I always thought running uphill was the worst part about a long run, until I discovered the woes of running downhill. The other day I told my husband the aggressive mantra I keep when running uphill (it includes swearing and some not-so-nice suggestions about where hills can, well, shove it), and he told me I should run downhill to appreciate the uphill. I laughed thinking downhill’s are a treat, not realizing I’d never truly run down hill before.

Running down a steep trail the other day I thought, there has to be another way. There must be something better than experiencing the repetitive shock sent from my heel to my head, creating every hidden (and obvious, let’s be real) cell of fat to jiggle, as I maneuver myself between rocks and trees and puddles, praying to god I don’t trip and break open my forehead on any obstacle in my path—

And the Google delivered. From a few articles about downhill running I gathered some helpful hints and tips that will hopefully aid us all in enjoying the downhill a little more while hurting our bodies a little less.

Think of your foot as a tripod:

A downhill strike works best when you get the top and bottom of your toes to strike at the same time as your heel. It’s similar to how we should be striking anyway. However, in a typical stride, the force should be focused on the forefoot while the foot strikes the ground. When running downhill you want equal force and balance between the front and back of your foot.

Think hips not shoulders:

Where a lot of us go wrong is when we lean back and away from the hill. Our bodies should be perpendicular when running downhill, that means leading with your hips, not your shoulders. Leading with shoulders is not only bad form, but also creates unnecessary tension and pain in the neck and traps. Speaking of your neck, while you’re keeping that beautiful perpendicular form, pretend there’s a grapefruit between the chin and chest.

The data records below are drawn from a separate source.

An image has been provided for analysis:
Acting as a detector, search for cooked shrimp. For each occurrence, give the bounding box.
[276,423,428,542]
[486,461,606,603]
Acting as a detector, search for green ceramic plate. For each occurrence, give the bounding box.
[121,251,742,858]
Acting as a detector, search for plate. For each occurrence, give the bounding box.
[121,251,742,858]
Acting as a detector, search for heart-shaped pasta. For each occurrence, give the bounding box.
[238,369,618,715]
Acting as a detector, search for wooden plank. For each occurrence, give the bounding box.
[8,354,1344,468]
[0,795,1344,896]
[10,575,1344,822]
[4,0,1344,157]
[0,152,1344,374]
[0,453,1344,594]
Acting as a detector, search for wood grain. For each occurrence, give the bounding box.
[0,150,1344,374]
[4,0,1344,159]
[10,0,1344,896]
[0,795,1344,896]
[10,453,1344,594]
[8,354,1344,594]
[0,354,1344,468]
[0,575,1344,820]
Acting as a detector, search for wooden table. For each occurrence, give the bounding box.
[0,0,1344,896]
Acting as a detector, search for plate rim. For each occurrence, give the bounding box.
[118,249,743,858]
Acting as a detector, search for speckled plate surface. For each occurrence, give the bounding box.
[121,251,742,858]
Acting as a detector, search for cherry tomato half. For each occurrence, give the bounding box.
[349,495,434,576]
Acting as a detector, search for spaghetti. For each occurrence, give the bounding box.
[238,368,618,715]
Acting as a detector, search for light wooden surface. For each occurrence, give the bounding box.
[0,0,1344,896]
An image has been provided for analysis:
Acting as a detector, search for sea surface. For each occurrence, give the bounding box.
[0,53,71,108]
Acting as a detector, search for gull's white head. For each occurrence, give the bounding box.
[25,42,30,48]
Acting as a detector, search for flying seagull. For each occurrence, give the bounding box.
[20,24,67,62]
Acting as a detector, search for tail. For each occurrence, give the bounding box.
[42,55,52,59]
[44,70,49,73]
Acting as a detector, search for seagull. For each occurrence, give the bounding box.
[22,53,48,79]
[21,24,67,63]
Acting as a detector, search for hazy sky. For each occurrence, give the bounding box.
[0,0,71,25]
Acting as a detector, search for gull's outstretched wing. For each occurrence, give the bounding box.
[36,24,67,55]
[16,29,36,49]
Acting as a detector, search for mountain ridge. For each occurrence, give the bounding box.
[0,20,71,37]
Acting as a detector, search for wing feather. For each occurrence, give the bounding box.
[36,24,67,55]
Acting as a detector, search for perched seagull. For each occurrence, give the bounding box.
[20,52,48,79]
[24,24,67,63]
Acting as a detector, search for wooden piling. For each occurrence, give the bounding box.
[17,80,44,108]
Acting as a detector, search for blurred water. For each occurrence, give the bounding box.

That way you’re not leading with your neck either…

The ground is lava:

Remember that game you played as a kid? Keep it in mind while facing your downhill demons. By keeping ground contact to a minimum, you keep the spring in your step that might be necessary for quick maneuvers around hard-to-see obstacles.

Don’t fight the force:

Gravity is our friend! XTERRA world champ Lesley Paterson recommends flailing arms to the side for balance. It helps if you suddenly need to change direction, and also, it’s pretty fun.

Engage your core:

This is pretty much a rule for every outdoor activity. You can check out some easy ways to strengthen your core here.

You can check out some more flushed out, scientific articles through the following links:

Hope that helps! What other tips do you have for downhill running?




One thought on “How to Run Downhill”

  1. Great post! Thank you for sharing it. It’s important to listen to your body. It will tell you when what you’re doing is not right. There’s a difference between tired hurt and damage hurt. Pay attention.
    I never liked downhills and it goes for climbing as well. I did a climb in Aspen one year with my husband and brother in law. Pyramid was both rocky and steep. They practically ran down the hill… the wrong way. I sat on my butt most of the way because I instantly figured that trying to keep up with these six footers would do some damage. To this day my brother in law cannot climb he damaged his knees so bad and my husband fared only slightly better but did damage as well. I, on the other hand can, did okay although one knee yells at me on occasion. Other than that my knees are still with me.
    Again, great post. If you learn to do it right, you can save yourself some heartache later.